Il est intéressant de noter que Pierre Chelcicky a été une source d’inspiration pour l’écrivain russe Léon Tolstoï, Tolstoï que Lénine décrira comme le « miroir de la révolution russe » ; c’est comme si l’histoire des luttes populaires-révolutionnaires redémarrait à partir de là où elle s’était arrêtée.
Voici de manière très parlante la vision parfaitement romantique qu’a Pierre Chelcicky de la ville, qu’il voit comme un phénomène monstrueux :
« Le maître contradicteur [c’est-à-dire Wyclif, s’inspirant de Flavius Josèphe], discourant sur l’origine des villes, dit que Cain bâtit une ville après avoir assassiné son frère. Il fit ceci parce qu’il avait accumulé des biens par la violence et le vol.
Il employa le fruit de ses rapines à créer des bornes, des poids et des mesures, et changea l’innocence de la vie primitive en ruse et fourberie.

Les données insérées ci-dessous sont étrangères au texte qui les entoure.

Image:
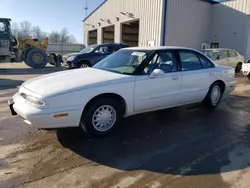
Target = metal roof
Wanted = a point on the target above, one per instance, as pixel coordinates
(208, 1)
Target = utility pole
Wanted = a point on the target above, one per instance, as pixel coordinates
(86, 8)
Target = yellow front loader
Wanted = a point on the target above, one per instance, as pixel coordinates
(32, 52)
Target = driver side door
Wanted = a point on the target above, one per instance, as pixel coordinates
(158, 92)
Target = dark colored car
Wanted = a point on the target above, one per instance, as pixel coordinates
(92, 54)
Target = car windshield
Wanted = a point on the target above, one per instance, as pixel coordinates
(88, 49)
(211, 54)
(123, 61)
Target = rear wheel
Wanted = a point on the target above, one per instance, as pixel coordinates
(214, 95)
(101, 117)
(238, 68)
(83, 64)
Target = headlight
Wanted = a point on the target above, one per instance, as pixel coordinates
(71, 58)
(35, 101)
(4, 43)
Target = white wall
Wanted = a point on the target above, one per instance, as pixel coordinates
(188, 23)
(64, 48)
(149, 12)
(229, 27)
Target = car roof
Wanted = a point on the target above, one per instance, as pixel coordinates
(107, 44)
(160, 48)
(217, 49)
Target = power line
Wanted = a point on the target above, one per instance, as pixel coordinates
(86, 8)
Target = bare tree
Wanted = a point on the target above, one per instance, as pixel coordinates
(54, 37)
(38, 33)
(25, 30)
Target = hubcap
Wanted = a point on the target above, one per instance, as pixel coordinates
(84, 65)
(37, 58)
(104, 118)
(215, 94)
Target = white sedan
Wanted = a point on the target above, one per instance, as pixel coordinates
(246, 69)
(227, 57)
(129, 82)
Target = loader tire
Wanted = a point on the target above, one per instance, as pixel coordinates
(36, 58)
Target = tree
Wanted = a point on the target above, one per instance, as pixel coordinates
(38, 33)
(25, 30)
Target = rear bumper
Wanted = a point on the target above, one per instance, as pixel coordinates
(230, 87)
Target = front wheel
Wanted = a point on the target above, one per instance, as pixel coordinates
(214, 96)
(238, 68)
(83, 65)
(101, 117)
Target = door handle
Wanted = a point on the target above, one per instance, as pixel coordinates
(175, 78)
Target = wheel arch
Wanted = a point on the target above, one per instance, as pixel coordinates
(221, 83)
(114, 96)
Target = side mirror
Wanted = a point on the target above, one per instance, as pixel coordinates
(157, 73)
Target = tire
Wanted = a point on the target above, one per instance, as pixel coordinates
(36, 58)
(212, 99)
(52, 59)
(83, 64)
(238, 68)
(89, 121)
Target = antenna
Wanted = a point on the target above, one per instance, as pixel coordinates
(86, 8)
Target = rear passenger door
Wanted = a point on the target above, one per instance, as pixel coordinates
(196, 76)
(233, 58)
(223, 58)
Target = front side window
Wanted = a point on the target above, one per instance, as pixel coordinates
(190, 61)
(223, 54)
(206, 64)
(123, 61)
(166, 62)
(88, 49)
(232, 53)
(102, 49)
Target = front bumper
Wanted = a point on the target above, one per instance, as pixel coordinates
(44, 118)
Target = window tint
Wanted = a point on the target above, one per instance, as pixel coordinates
(113, 49)
(166, 62)
(223, 54)
(190, 61)
(2, 27)
(205, 62)
(232, 53)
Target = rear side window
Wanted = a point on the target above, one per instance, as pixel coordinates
(190, 61)
(113, 49)
(206, 64)
(223, 54)
(232, 53)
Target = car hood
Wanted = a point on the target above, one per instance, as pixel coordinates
(71, 54)
(72, 80)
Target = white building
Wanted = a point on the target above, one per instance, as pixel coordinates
(189, 23)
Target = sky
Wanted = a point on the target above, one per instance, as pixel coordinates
(50, 14)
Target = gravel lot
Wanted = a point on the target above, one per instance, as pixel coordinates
(189, 147)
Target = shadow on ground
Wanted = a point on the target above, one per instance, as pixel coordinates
(9, 83)
(186, 141)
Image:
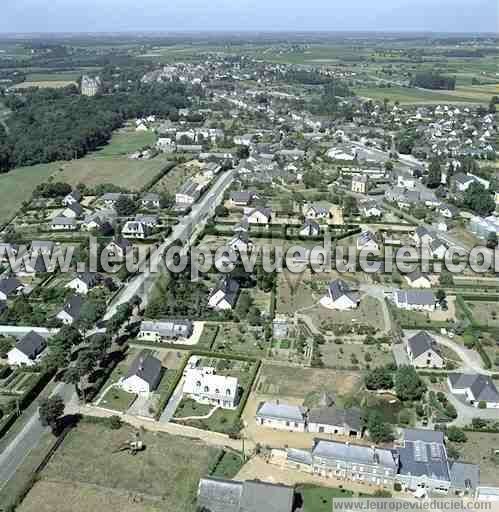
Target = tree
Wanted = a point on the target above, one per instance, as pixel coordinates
(408, 384)
(50, 411)
(456, 435)
(126, 206)
(379, 430)
(435, 174)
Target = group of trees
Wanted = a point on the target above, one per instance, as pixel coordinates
(58, 124)
(433, 80)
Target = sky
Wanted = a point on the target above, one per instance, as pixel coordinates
(239, 15)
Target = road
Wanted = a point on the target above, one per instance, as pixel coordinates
(141, 285)
(20, 447)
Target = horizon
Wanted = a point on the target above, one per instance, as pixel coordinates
(124, 16)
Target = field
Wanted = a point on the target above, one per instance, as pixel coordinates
(96, 170)
(283, 381)
(17, 186)
(406, 95)
(478, 450)
(163, 477)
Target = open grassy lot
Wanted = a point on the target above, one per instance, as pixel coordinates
(163, 477)
(17, 186)
(485, 313)
(355, 355)
(478, 449)
(406, 95)
(298, 382)
(118, 170)
(239, 339)
(126, 141)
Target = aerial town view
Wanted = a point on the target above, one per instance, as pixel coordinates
(248, 255)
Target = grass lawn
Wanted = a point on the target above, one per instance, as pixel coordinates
(17, 186)
(406, 95)
(319, 499)
(165, 475)
(298, 382)
(188, 407)
(117, 400)
(124, 142)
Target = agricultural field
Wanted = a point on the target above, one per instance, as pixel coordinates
(407, 95)
(87, 468)
(17, 186)
(283, 381)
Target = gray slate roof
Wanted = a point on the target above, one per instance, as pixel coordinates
(147, 367)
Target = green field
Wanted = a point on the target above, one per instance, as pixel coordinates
(17, 186)
(164, 476)
(406, 95)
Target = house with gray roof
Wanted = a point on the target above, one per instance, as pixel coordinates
(423, 462)
(143, 376)
(281, 416)
(365, 464)
(474, 389)
(423, 351)
(220, 495)
(333, 420)
(415, 300)
(169, 330)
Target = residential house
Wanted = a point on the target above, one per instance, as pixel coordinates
(346, 461)
(143, 376)
(150, 200)
(418, 279)
(340, 296)
(333, 420)
(73, 211)
(423, 461)
(204, 386)
(84, 282)
(188, 193)
(310, 228)
(220, 495)
(281, 416)
(63, 224)
(167, 330)
(71, 198)
(9, 286)
(134, 229)
(367, 241)
(71, 311)
(475, 389)
(259, 216)
(360, 184)
(415, 300)
(27, 350)
(224, 295)
(118, 248)
(423, 351)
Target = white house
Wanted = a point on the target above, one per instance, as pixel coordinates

Le premier, il établit les frontières entre pays, entoura les villes de remparts par crainte de ceux que lui et sa horde avaient dépossédés, et il assembla ses compagnons dans ses cités. Voilà comment l’écriture et les maîtres expliquent l’origine des villes.

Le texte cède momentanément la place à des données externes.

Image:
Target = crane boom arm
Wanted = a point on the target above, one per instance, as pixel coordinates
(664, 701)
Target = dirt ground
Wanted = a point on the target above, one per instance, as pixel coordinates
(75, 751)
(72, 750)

Telle a été l’origine des villes et des citadelles; tel est aujourd’hui le fondement sur lequel elles reposent. Personne d’autre en effet ne pourrait habiter une ville ou une citadelle sinon des assassins, des violateurs de la légalité, des usuriers, des marchands, des trafiquants, des fripons qui vivent principalement de fraude et de déprédation.
Ceux qui fondent les villes s’y établissent au prix de telles iniquités qu’ils doivent recourir à la violence, pour se prémunir contre les crimes qu’ils ont perpétrés, car ils sont constamment en butte à la haine, l’iniquité ou la trahison; ils sont prêts à vider leurs querelles en versant le sang et en rendant le mal pour le mal. S’ils ont une place forte pour se défendre, ils pillent et terrorisent le pays afin de s’enrichir. »
Cependant, la révolution taborite avait ouvert les portes de l’histoire. Moins d’un siècle après Tabor et Prague, villes révolutionnaires, en 1521, le grand révolutionnaire paysan allemand Thomas Müntzer, la seconde grande figure protestante allemande avec Martin Luther, viendra à Prague composer son Prager Anschlag (Manifeste de Prague), appel mystique à instaurer par les armes la justice divine.
Le drapeau rouge s’était formé au cœur des masses populaires mondiales ; il ne pouvait plus être abaissé historiquement.